On 11.11.2024 07:51, Christoph Hellwig wrote: >On Fri, Nov 08, 2024 at 05:43:44PM +0000, Javier Gonzalez wrote: >> We have been iterating in the patches for years, but it is unfortunately >> one of these series that go in circles forever. I don't think it is due >> to any specific problem, but mostly due to unaligned requests form >> different folks reviewing. Last time I talked to Damien he asked me to >> send the patches again; we have not followed through due to bandwidth. > >A big problem is that it actually lacks a killer use case. If you'd >actually manage to plug it into an in-kernel user and show a real >speedup people might actually be interested in it and help optimizing >for it. > Agree. Initially it was all about ZNS. Seems ZUFS can use it. Then we saw good results in offload to target on NVMe-OF, similar to copy_file_range, but that does not seem to be enough. You seem to indicacte too that XFS can use it for GC. We can try putting a new series out to see where we are...

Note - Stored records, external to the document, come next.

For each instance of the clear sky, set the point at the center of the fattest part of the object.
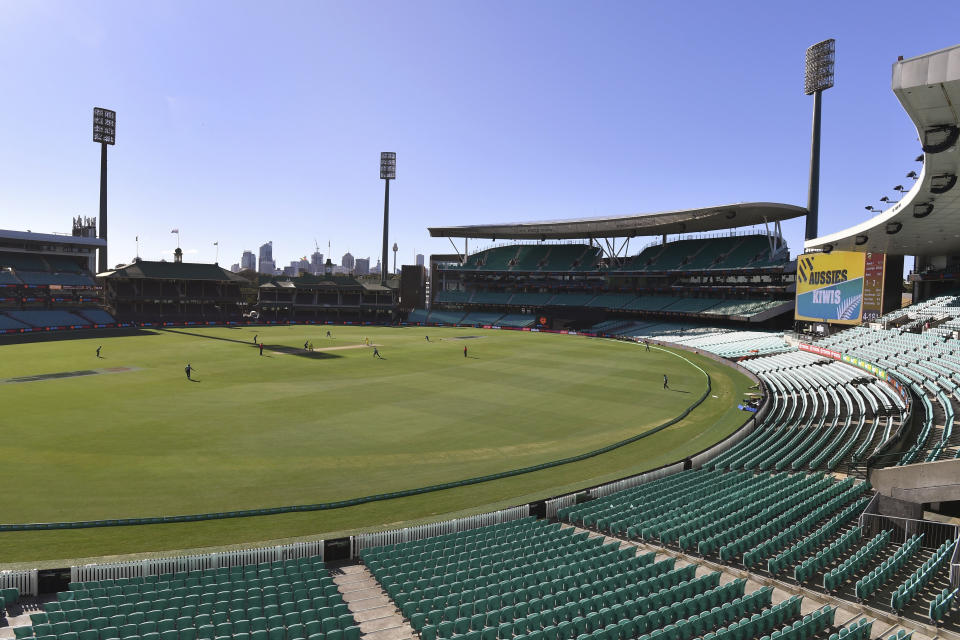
(242, 122)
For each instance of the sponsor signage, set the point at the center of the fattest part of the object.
(830, 287)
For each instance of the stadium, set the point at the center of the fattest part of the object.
(763, 447)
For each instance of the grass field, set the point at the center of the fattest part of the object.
(296, 427)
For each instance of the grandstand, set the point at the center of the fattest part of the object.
(327, 298)
(46, 283)
(736, 278)
(293, 599)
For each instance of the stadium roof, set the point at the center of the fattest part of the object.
(714, 218)
(173, 271)
(926, 220)
(51, 238)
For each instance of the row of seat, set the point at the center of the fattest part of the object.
(836, 498)
(909, 589)
(794, 554)
(809, 567)
(841, 573)
(941, 604)
(285, 600)
(879, 576)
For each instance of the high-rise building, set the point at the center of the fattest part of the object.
(266, 255)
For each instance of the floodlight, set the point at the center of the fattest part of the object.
(104, 125)
(819, 69)
(818, 76)
(388, 172)
(388, 165)
(104, 132)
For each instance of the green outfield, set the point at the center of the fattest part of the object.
(129, 436)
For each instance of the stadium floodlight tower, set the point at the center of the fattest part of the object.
(818, 77)
(104, 132)
(388, 172)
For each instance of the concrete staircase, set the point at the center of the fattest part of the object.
(374, 612)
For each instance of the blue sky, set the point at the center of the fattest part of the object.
(244, 122)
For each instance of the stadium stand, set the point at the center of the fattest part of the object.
(96, 316)
(445, 317)
(481, 317)
(928, 363)
(569, 257)
(453, 296)
(575, 286)
(571, 300)
(45, 319)
(288, 600)
(6, 322)
(519, 320)
(491, 297)
(536, 580)
(728, 343)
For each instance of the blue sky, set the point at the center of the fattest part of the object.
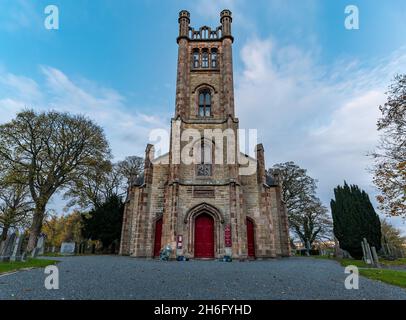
(316, 85)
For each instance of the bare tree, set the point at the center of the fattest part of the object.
(390, 156)
(131, 168)
(308, 218)
(50, 151)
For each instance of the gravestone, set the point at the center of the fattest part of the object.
(34, 252)
(68, 248)
(8, 248)
(16, 256)
(41, 245)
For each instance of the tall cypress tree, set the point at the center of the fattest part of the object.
(354, 218)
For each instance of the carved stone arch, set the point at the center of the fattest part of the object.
(203, 86)
(190, 217)
(204, 207)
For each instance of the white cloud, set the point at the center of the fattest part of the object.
(322, 118)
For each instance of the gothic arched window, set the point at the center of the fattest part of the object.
(214, 58)
(204, 103)
(196, 56)
(204, 166)
(205, 59)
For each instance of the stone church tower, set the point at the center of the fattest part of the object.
(223, 203)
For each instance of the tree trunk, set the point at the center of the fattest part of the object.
(36, 226)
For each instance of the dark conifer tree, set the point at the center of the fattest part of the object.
(354, 218)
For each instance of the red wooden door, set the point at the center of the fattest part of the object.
(158, 236)
(250, 238)
(204, 236)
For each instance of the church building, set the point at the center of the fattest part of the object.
(222, 203)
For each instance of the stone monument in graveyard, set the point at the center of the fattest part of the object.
(8, 248)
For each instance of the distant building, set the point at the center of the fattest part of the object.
(206, 209)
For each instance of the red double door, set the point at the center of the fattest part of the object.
(204, 236)
(250, 238)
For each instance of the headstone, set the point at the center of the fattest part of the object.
(8, 248)
(41, 245)
(68, 248)
(34, 252)
(369, 258)
(16, 256)
(375, 256)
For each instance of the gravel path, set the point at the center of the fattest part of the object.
(114, 277)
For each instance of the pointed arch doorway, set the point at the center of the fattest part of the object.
(158, 236)
(250, 238)
(204, 236)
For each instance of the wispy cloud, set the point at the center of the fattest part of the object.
(126, 127)
(322, 117)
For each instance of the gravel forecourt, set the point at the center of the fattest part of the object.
(115, 277)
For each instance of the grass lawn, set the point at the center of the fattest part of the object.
(397, 262)
(395, 277)
(30, 263)
(345, 262)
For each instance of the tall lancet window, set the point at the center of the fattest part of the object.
(214, 63)
(204, 166)
(205, 59)
(205, 104)
(196, 57)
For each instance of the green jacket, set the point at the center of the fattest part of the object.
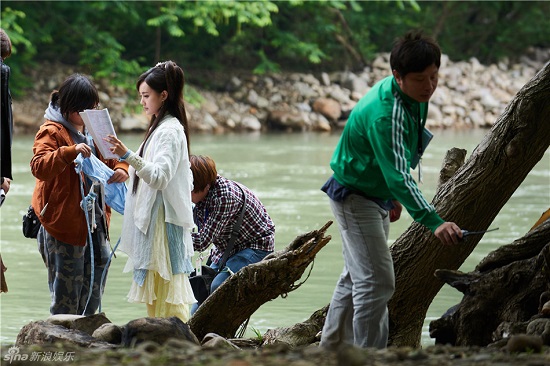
(375, 149)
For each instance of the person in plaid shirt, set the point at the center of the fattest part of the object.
(218, 202)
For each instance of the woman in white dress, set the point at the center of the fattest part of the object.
(158, 217)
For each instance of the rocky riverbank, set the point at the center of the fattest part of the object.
(183, 353)
(469, 95)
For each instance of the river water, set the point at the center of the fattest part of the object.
(286, 171)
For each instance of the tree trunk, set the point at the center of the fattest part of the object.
(471, 198)
(244, 292)
(502, 295)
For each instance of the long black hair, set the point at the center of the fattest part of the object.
(165, 76)
(76, 94)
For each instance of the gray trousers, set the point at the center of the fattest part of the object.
(70, 270)
(358, 312)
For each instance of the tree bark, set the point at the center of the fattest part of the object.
(471, 198)
(243, 293)
(501, 296)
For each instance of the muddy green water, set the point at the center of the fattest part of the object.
(286, 171)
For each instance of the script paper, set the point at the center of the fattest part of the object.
(99, 124)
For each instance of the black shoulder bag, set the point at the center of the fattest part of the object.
(201, 283)
(31, 224)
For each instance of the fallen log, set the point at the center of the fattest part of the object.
(243, 293)
(504, 295)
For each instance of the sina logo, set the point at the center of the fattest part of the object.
(13, 355)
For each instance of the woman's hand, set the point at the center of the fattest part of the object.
(84, 149)
(6, 182)
(118, 147)
(119, 176)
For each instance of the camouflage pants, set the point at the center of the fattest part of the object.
(70, 271)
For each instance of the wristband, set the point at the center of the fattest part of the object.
(123, 157)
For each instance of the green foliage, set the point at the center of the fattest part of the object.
(119, 39)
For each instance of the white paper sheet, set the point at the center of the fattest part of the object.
(99, 125)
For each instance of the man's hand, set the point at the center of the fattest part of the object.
(449, 233)
(395, 213)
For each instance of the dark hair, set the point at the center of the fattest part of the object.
(5, 44)
(76, 94)
(165, 76)
(414, 53)
(204, 171)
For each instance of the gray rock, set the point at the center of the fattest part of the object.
(158, 330)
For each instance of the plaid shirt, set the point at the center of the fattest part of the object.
(220, 209)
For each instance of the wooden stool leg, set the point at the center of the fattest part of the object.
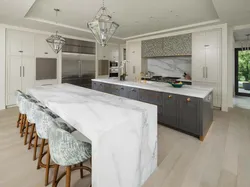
(68, 176)
(22, 124)
(81, 170)
(54, 184)
(18, 121)
(26, 132)
(47, 167)
(31, 135)
(40, 154)
(35, 146)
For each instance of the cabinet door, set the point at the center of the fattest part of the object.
(212, 64)
(101, 87)
(123, 91)
(198, 64)
(28, 69)
(133, 93)
(95, 85)
(14, 78)
(108, 88)
(170, 110)
(14, 40)
(28, 44)
(151, 97)
(189, 114)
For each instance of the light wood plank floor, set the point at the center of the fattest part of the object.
(222, 160)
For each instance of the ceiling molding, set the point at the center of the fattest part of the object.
(173, 29)
(241, 27)
(65, 26)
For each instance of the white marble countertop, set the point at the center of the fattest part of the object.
(186, 90)
(123, 132)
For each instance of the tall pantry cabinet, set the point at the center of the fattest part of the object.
(206, 62)
(20, 61)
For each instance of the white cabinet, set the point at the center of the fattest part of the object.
(42, 48)
(134, 58)
(20, 63)
(110, 52)
(206, 61)
(20, 43)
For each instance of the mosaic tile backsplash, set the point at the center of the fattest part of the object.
(170, 66)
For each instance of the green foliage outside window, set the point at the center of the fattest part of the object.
(244, 66)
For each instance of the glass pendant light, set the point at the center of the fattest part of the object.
(56, 41)
(102, 26)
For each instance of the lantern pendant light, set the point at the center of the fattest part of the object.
(56, 41)
(102, 26)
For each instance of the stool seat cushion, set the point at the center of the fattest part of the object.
(65, 150)
(80, 137)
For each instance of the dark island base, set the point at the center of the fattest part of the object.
(190, 115)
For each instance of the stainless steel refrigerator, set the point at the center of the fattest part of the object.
(78, 69)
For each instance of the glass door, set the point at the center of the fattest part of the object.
(242, 72)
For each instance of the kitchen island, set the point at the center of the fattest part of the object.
(188, 109)
(123, 132)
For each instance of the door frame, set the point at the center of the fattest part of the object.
(236, 74)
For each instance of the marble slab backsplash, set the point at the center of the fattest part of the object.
(170, 66)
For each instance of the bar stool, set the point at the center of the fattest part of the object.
(19, 96)
(32, 108)
(67, 151)
(43, 123)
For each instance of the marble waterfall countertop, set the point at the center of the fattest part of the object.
(123, 132)
(187, 90)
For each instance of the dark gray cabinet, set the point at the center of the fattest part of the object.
(170, 110)
(189, 114)
(132, 93)
(152, 97)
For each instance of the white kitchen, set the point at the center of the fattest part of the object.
(103, 93)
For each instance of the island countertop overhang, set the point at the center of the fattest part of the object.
(186, 90)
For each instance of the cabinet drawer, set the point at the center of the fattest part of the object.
(151, 97)
(189, 114)
(133, 93)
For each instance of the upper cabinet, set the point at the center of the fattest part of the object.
(110, 52)
(180, 45)
(42, 48)
(20, 43)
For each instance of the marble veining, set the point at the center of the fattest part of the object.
(123, 132)
(186, 90)
(170, 66)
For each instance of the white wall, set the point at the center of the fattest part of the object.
(224, 63)
(230, 86)
(2, 67)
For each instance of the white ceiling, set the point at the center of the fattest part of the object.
(135, 17)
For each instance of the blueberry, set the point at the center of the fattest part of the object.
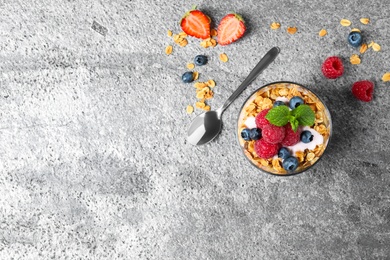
(245, 134)
(279, 103)
(255, 134)
(200, 60)
(283, 153)
(188, 77)
(355, 39)
(290, 164)
(306, 136)
(295, 102)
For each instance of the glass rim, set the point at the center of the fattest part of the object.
(304, 87)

On 08.11.2024 10:51, Bart Van Assche wrote: >On 11/8/24 9:43 AM, Javier Gonzalez wrote: >>If there is an interest, we can re-spin this again... > >I'm interested. Work is ongoing in JEDEC on support for copy offloading >for UFS devices. This work involves standardizing which SCSI copy >offloading features should be supported and which features are not >required. Implementations are expected to be available soon. > Do you have any specific blockers on the last series? I know you have left comments in many of the patches already, but I think we are all a bit confused on where we are ATM.

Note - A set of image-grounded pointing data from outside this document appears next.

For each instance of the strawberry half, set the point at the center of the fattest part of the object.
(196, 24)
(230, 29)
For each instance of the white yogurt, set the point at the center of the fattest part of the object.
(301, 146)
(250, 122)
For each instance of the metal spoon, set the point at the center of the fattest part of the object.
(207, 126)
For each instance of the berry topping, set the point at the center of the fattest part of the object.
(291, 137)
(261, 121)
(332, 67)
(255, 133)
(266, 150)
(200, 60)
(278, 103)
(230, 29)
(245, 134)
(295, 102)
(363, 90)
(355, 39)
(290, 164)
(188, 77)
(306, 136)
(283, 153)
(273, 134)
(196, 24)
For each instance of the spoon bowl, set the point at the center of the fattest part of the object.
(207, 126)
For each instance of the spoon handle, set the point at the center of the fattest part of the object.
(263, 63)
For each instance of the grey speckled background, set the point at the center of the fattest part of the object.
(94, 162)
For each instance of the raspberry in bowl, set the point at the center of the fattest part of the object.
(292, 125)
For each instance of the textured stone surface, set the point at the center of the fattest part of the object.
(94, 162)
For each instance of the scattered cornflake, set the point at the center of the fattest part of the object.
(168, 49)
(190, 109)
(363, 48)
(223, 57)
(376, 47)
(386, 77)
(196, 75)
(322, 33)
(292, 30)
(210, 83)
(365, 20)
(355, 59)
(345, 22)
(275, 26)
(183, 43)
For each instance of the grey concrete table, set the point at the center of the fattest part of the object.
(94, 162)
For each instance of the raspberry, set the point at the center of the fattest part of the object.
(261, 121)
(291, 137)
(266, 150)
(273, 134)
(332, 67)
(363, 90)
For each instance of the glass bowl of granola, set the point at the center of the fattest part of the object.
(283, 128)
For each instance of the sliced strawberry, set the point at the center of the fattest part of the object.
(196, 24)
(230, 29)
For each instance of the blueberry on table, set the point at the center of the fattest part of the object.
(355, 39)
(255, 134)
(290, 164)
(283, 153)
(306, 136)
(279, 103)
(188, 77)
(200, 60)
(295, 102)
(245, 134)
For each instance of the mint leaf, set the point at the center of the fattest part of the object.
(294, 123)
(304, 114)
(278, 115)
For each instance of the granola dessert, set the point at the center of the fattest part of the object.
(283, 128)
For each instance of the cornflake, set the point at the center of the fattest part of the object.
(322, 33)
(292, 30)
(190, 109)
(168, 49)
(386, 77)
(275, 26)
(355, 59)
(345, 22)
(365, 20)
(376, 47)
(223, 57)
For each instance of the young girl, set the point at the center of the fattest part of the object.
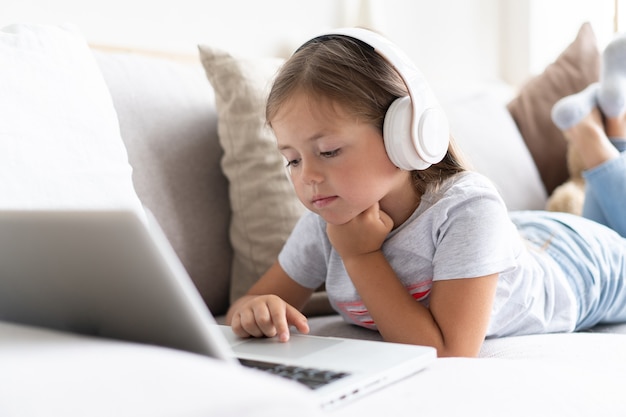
(429, 257)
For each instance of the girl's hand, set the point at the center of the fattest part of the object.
(266, 315)
(362, 235)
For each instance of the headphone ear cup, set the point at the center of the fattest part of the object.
(397, 136)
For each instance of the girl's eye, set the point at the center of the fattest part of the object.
(330, 154)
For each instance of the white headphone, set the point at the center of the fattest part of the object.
(415, 129)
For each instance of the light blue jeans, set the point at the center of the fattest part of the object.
(605, 192)
(592, 254)
(602, 291)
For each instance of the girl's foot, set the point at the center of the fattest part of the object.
(612, 91)
(570, 110)
(590, 141)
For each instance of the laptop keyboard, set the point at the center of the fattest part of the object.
(312, 378)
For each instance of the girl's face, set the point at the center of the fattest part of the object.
(338, 165)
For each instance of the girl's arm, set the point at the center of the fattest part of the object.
(270, 306)
(456, 321)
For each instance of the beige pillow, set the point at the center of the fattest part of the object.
(573, 70)
(263, 203)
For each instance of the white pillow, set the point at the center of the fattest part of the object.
(489, 138)
(60, 144)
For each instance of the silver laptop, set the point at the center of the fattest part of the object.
(113, 274)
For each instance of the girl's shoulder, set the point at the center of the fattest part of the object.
(468, 184)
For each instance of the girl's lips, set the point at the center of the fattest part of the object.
(321, 202)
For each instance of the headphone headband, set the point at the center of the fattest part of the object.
(427, 124)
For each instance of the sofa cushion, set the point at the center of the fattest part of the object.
(60, 145)
(263, 203)
(493, 145)
(169, 125)
(573, 70)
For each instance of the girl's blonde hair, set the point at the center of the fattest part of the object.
(352, 75)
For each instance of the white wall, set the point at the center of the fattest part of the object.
(452, 41)
(447, 38)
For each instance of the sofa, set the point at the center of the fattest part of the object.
(192, 147)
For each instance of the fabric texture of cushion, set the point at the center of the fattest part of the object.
(263, 203)
(489, 138)
(168, 122)
(573, 70)
(60, 144)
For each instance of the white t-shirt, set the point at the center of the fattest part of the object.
(461, 230)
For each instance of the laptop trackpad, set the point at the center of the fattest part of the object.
(296, 347)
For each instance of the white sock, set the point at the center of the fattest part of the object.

On 11.11.24 10:31, Javier Gonzalez wrote: > On 11.11.2024 07:51, Christoph Hellwig wrote: >> On Fri, Nov 08, 2024 at 05:43:44PM +0000, Javier Gonzalez wrote: >>> We have been iterating in the patches for years, but it is unfortunately >>> one of these series that go in circles forever. I don't think it is due >>> to any specific problem, but mostly due to unaligned requests form >>> different folks reviewing. Last time I talked to Damien he asked me to >>> send the patches again; we have not followed through due to bandwidth. >> >> A big problem is that it actually lacks a killer use case. If you'd >> actually manage to plug it into an in-kernel user and show a real >> speedup people might actually be interested in it and help optimizing >> for it. >> > > Agree. Initially it was all about ZNS. Seems ZUFS can use it. > > Then we saw good results in offload to target on NVMe-OF, similar to > copy_file_range, but that does not seem to be enough. You seem to > indicacte too that XFS can use it for GC. > > We can try putting a new series out to see where we are... I don't want to sound like a broken record, but I've said more than once, that btrfs (regardless of zoned or non-zoned) would be very interested in that as well and I'd be willing to help with the code or even do it myself once the block bits are in. But apparently my voice doesn't count here
On 11.11.2024 09:37, Johannes Thumshirn wrote: >On 11.11.24 10:31, Javier Gonzalez wrote: >> On 11.11.2024 07:51, Christoph Hellwig wrote: >>> On Fri, Nov 08, 2024 at 05:43:44PM +0000, Javier Gonzalez wrote: >>>> We have been iterating in the patches for years, but it is unfortunately >>>> one of these series that go in circles forever. I don't think it is due >>>> to any specific problem, but mostly due to unaligned requests form >>>> different folks reviewing. Last time I talked to Damien he asked me to >>>> send the patches again; we have not followed through due to bandwidth. >>> >>> A big problem is that it actually lacks a killer use case. If you'd >>> actually manage to plug it into an in-kernel user and show a real >>> speedup people might actually be interested in it and help optimizing >>> for it. >>> >> >> Agree. Initially it was all about ZNS. Seems ZUFS can use it. >> >> Then we saw good results in offload to target on NVMe-OF, similar to >> copy_file_range, but that does not seem to be enough. You seem to >> indicacte too that XFS can use it for GC. >> >> We can try putting a new series out to see where we are... > >I don't want to sound like a broken record, but I've said more than >once, that btrfs (regardless of zoned or non-zoned) would be very >interested in that as well and I'd be willing to help with the code or >even do it myself once the block bits are in. > >But apparently my voice doesn't count here You are right. Sorry I forgot. Would this be through copy_file_range or something different?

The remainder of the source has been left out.